Strategy: Set up a charitable “matching” program for your business. This is the same concept the corporate giants use: For every dollar an employee contributes — up to a specified limit — your company matches it in whole or in part.
This is a win/win strategy: Employees can deduct their contributions on their personal returns; your company can deduct its matching donations (limited to 10 percent of its taxable income for the year if the business is a C corporation); and the funds help people in need.
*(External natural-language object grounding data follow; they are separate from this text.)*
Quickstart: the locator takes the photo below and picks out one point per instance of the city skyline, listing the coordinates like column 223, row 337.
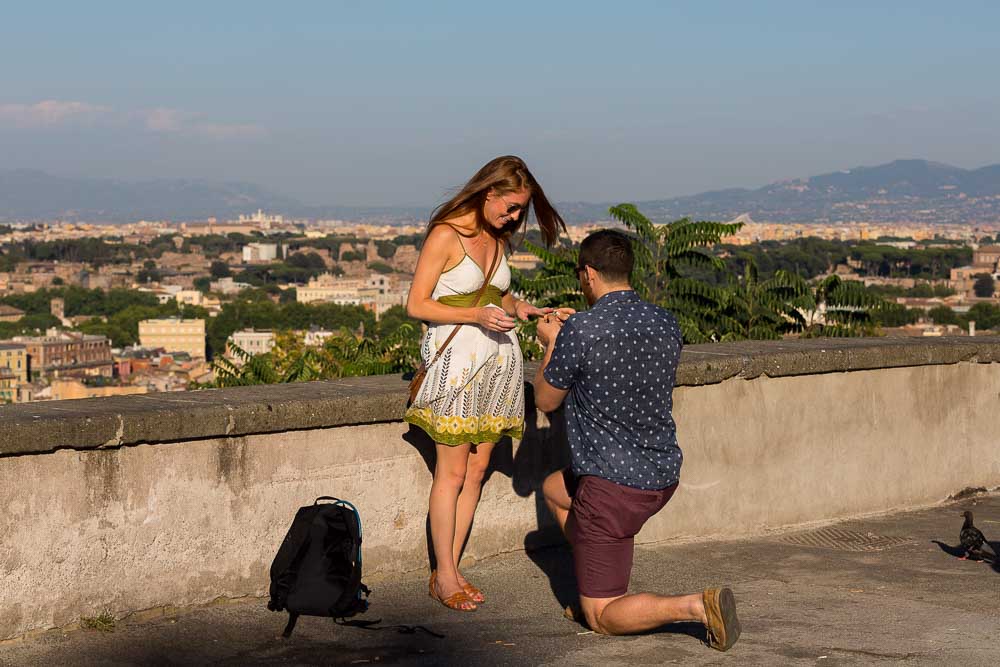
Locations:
column 360, row 104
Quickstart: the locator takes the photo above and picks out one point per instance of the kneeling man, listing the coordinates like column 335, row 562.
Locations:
column 614, row 365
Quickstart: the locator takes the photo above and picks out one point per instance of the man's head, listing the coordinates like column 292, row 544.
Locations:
column 605, row 263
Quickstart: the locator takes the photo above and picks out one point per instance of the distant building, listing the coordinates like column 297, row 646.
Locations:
column 228, row 286
column 316, row 337
column 376, row 293
column 523, row 260
column 174, row 335
column 14, row 357
column 70, row 388
column 250, row 341
column 67, row 354
column 260, row 252
column 9, row 386
column 10, row 313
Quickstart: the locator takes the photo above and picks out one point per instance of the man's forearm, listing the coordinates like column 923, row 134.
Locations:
column 540, row 373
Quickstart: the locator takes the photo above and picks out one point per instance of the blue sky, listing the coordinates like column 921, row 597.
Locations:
column 379, row 103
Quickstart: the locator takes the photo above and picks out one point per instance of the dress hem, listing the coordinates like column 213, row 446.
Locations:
column 456, row 439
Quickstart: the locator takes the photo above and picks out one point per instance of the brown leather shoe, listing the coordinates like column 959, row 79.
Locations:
column 723, row 626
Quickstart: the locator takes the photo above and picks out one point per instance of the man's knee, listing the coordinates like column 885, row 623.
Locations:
column 554, row 490
column 593, row 609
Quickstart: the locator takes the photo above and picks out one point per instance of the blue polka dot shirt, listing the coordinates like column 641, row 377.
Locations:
column 619, row 361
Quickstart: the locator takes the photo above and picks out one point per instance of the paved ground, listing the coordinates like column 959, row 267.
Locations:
column 802, row 598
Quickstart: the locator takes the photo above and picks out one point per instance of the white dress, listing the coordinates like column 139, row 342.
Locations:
column 475, row 392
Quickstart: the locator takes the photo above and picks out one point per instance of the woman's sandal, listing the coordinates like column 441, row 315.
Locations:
column 474, row 593
column 457, row 601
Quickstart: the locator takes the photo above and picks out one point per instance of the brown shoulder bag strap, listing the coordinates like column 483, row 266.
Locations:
column 479, row 295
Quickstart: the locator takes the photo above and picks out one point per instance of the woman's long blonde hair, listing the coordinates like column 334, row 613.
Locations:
column 504, row 174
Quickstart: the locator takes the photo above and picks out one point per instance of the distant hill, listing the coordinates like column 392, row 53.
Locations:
column 915, row 190
column 904, row 190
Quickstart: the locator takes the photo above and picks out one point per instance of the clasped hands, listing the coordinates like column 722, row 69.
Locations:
column 497, row 319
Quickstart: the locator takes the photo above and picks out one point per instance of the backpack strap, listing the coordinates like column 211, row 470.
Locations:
column 350, row 601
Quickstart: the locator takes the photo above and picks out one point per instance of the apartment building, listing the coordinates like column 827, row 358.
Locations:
column 174, row 334
column 67, row 353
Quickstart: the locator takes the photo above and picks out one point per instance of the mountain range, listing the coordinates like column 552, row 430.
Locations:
column 904, row 190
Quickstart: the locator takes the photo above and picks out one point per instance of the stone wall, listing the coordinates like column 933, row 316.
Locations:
column 140, row 502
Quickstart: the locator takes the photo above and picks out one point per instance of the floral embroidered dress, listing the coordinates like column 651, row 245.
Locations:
column 474, row 392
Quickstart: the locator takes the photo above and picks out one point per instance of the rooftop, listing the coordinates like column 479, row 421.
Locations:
column 873, row 591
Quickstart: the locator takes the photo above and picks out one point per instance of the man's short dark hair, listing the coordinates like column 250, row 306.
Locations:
column 609, row 252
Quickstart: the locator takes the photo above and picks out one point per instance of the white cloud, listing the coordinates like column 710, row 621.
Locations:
column 166, row 120
column 160, row 120
column 186, row 123
column 48, row 113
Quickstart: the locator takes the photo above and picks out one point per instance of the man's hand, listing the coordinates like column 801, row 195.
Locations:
column 548, row 329
column 564, row 313
column 523, row 310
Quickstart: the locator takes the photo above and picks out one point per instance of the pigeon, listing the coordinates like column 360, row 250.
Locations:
column 973, row 541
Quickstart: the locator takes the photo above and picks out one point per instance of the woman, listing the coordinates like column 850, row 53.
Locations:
column 473, row 395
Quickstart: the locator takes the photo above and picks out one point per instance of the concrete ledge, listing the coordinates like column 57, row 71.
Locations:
column 33, row 428
column 178, row 499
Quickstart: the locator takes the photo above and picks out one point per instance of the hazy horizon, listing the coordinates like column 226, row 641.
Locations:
column 392, row 104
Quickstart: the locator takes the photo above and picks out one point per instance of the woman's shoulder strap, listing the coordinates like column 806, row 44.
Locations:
column 455, row 229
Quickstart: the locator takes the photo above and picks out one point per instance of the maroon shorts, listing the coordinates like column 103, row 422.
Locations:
column 603, row 521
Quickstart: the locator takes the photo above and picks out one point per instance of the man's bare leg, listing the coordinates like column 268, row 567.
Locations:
column 557, row 498
column 630, row 614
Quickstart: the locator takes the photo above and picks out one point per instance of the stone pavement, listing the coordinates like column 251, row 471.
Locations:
column 870, row 591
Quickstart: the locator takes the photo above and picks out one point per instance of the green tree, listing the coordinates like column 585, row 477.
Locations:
column 386, row 249
column 984, row 285
column 841, row 308
column 942, row 315
column 985, row 315
column 761, row 310
column 352, row 256
column 897, row 315
column 342, row 355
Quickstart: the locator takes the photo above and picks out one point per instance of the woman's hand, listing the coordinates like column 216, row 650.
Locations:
column 494, row 319
column 523, row 310
column 564, row 313
column 548, row 329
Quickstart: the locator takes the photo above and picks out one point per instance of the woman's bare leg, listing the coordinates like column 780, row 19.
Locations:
column 449, row 479
column 468, row 499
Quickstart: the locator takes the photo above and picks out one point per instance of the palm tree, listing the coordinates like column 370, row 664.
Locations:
column 661, row 254
column 763, row 310
column 840, row 308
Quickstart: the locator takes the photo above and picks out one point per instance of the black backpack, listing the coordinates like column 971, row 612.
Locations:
column 317, row 570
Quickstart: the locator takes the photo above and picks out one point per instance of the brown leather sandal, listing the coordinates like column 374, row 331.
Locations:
column 458, row 601
column 474, row 593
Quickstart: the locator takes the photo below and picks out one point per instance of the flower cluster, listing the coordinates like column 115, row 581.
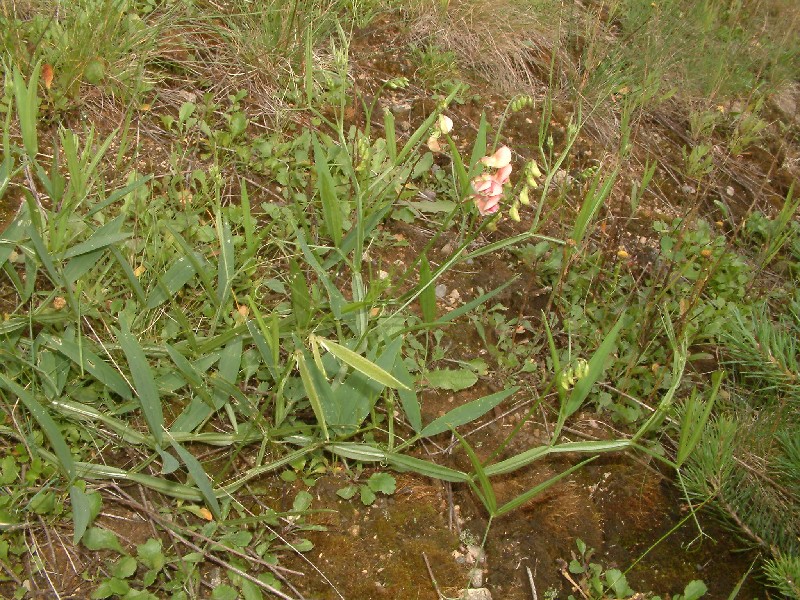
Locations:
column 488, row 187
column 443, row 126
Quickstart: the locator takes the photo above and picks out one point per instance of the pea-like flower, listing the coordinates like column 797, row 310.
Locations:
column 500, row 159
column 488, row 188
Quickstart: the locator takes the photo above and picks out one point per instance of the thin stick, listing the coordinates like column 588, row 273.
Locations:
column 433, row 579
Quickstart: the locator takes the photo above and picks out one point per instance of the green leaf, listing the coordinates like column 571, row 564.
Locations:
column 383, row 483
column 46, row 422
column 125, row 567
column 90, row 362
column 538, row 489
column 143, row 380
column 302, row 501
column 112, row 587
column 451, row 379
column 694, row 589
column 314, row 386
column 85, row 508
column 335, row 297
column 402, row 462
column 331, row 209
column 226, row 263
column 427, row 296
column 367, row 496
column 201, row 480
column 486, row 493
column 224, row 592
column 102, row 237
column 151, row 555
column 615, row 579
column 408, row 397
column 695, row 416
column 177, row 276
column 584, row 385
column 359, row 363
column 14, row 232
column 347, row 492
column 97, row 538
column 27, row 109
column 301, row 297
column 466, row 413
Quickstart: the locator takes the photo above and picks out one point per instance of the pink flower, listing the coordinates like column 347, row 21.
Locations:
column 488, row 188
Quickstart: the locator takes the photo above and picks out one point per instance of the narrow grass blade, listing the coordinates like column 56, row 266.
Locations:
column 46, row 422
column 427, row 297
column 509, row 241
column 351, row 239
column 335, row 297
column 466, row 413
column 226, row 262
column 90, row 362
column 193, row 378
column 408, row 397
column 198, row 263
column 44, row 255
column 178, row 275
column 695, row 416
column 301, row 297
column 200, row 477
column 584, row 385
column 424, row 128
column 14, row 232
column 28, row 109
column 143, row 380
column 403, row 462
column 133, row 280
column 247, row 221
column 517, row 461
column 331, row 207
column 81, row 512
column 479, row 147
column 487, row 496
column 390, row 134
column 359, row 363
column 592, row 203
column 311, row 391
column 106, row 235
column 538, row 489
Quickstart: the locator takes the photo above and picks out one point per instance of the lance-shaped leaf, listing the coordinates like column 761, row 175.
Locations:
column 143, row 380
column 359, row 363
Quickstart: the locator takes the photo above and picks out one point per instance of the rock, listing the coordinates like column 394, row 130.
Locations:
column 476, row 594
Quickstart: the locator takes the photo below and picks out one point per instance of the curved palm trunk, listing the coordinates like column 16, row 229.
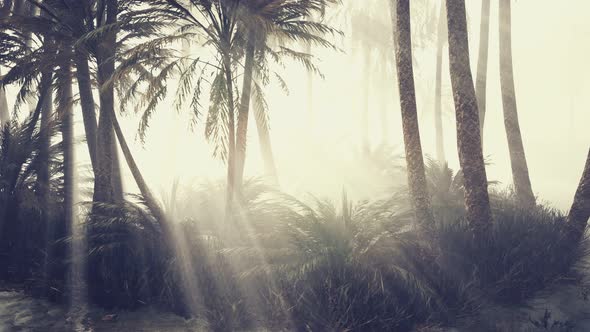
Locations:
column 87, row 104
column 477, row 202
column 243, row 113
column 231, row 147
column 520, row 171
column 144, row 189
column 103, row 177
column 580, row 210
column 415, row 162
column 482, row 62
column 438, row 127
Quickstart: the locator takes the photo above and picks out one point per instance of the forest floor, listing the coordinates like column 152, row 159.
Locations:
column 565, row 308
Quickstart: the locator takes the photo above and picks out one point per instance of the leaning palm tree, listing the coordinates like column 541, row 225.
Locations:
column 520, row 170
column 477, row 202
column 415, row 161
column 580, row 210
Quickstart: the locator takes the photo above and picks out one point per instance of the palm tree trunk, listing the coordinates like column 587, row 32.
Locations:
column 365, row 103
column 438, row 128
column 144, row 189
column 309, row 74
column 482, row 62
column 477, row 202
column 520, row 171
column 415, row 162
column 580, row 210
column 117, row 177
column 103, row 177
column 4, row 112
column 87, row 104
column 242, row 131
column 231, row 147
column 67, row 130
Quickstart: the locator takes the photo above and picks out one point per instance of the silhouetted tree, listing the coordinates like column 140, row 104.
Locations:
column 520, row 170
column 477, row 202
column 415, row 161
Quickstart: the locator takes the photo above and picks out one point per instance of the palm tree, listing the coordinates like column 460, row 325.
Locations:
column 477, row 202
column 415, row 161
column 106, row 50
column 520, row 171
column 438, row 127
column 580, row 210
column 482, row 62
column 285, row 21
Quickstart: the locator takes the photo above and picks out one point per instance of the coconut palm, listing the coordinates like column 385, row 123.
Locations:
column 266, row 23
column 482, row 62
column 477, row 202
column 438, row 126
column 520, row 171
column 580, row 210
column 415, row 162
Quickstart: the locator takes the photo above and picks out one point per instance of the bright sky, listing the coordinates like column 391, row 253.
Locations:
column 552, row 72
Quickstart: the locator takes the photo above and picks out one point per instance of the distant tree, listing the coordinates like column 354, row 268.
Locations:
column 477, row 202
column 580, row 210
column 438, row 125
column 415, row 161
column 482, row 62
column 520, row 171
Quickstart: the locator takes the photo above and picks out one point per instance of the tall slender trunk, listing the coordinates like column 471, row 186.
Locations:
column 415, row 162
column 482, row 62
column 384, row 106
column 144, row 189
column 243, row 113
column 231, row 147
column 365, row 103
column 103, row 177
column 520, row 171
column 438, row 127
column 477, row 202
column 309, row 75
column 580, row 210
column 116, row 167
column 87, row 104
column 67, row 130
column 4, row 112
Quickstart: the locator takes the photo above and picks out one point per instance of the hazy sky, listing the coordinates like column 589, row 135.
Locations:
column 552, row 74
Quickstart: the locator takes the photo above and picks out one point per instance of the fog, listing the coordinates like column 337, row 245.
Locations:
column 319, row 153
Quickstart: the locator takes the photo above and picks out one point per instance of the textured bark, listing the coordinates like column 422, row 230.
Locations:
column 231, row 146
column 87, row 104
column 243, row 112
column 482, row 62
column 580, row 210
column 415, row 162
column 103, row 177
column 310, row 113
column 4, row 112
column 144, row 189
column 270, row 167
column 438, row 128
column 67, row 131
column 520, row 171
column 477, row 202
column 365, row 103
column 116, row 167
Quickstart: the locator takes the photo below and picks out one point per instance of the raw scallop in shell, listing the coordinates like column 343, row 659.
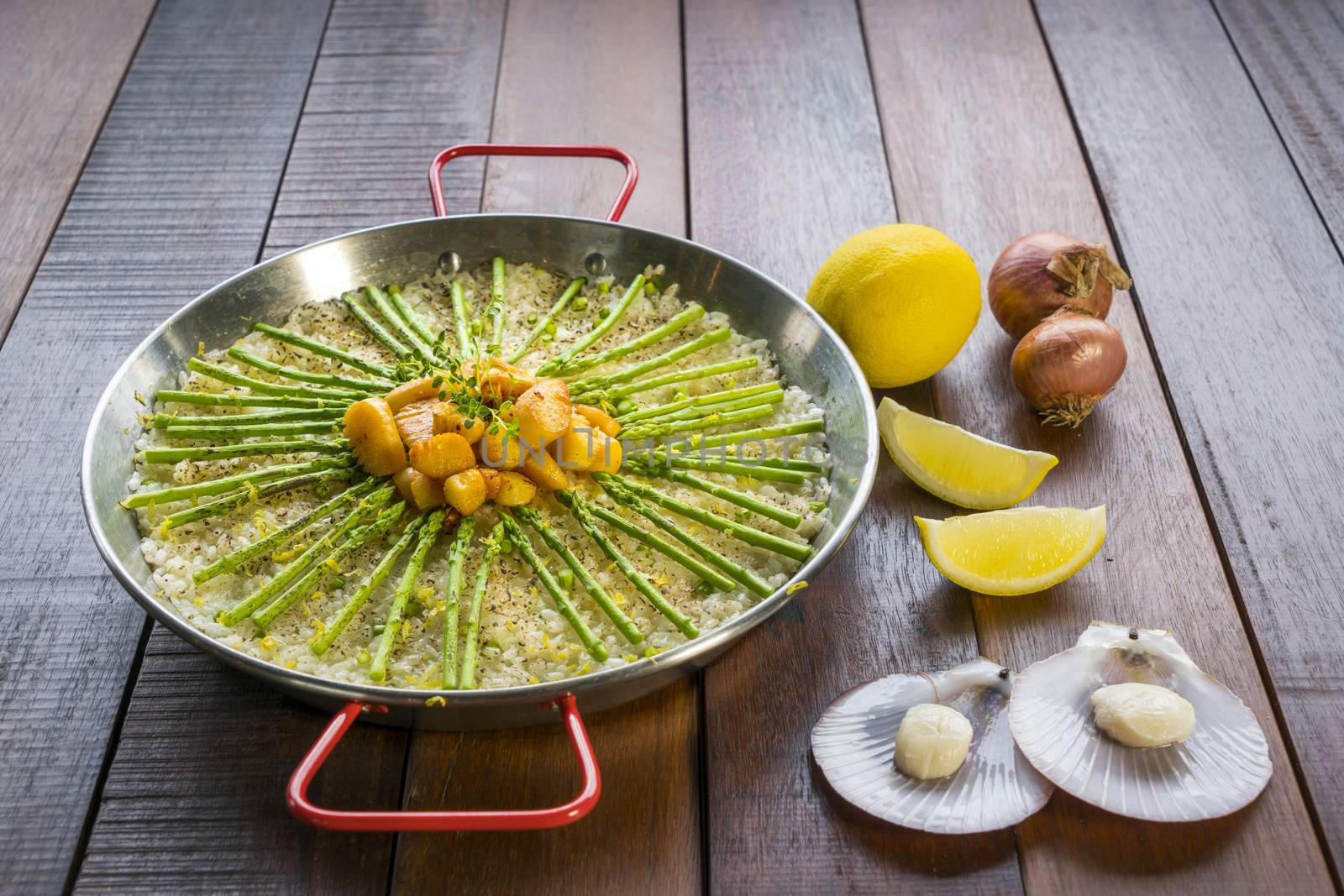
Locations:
column 853, row 743
column 1222, row 766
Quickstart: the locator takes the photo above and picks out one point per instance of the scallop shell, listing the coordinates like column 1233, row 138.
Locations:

Here’s how it works: You establish the gift-giving program through regular payroll deductions. The company generally agrees to match the designated contribution on a dollar-for-dollar basis up to a specified annual limit or on a percentage of the contributions. Example: Say you set up a one-to-one match with a $1,000 limit. If an employee arranges to contribute $750 for the year, your company matches the entire amount. However, if the employee contributes $1,250, your company kicks in the maximum $1,000.
Typically, you should work with well-known charities that are likely to appeal to a wide range of employees. Some charities, such as United Way and the American Cancer Society, actively encourage matching programs. They can help you with the paperwork required to start the program. In addition, the charities can provide brochures and other materials designed to attract participants.
Another benefit: Under the new Pension Protection Act of 2006, substantiating charitable donations has become even tougher, beginning in 2007. Essentially, individuals must obtain a credit card statement, canceled check or written acknowledgment from the charity for all cash or cash-equivalent donations, not just those of $250 or more.
But, with the matching program, the acknowledgments are automatic.
Of course, your company can deduct other contributions to charity, not just matching contributions. In fact, you can take advantage of several charitable tax breaks in the new pension law.
Tip: Don’t forget about the 10 percent deduction limit for C corporations. You can carry over any excess for only five years.
Computer donations: Prior to 2006, C corps could receive enhanced tax deductions for donating computers and peripheral equipment to elementary and secondary schools. The deduction equaled the property’s basis plus half the difference between the basis and its fair-market value.
Congress has extended this tax break as part of the Tax Relief and Health Care Act of 2006.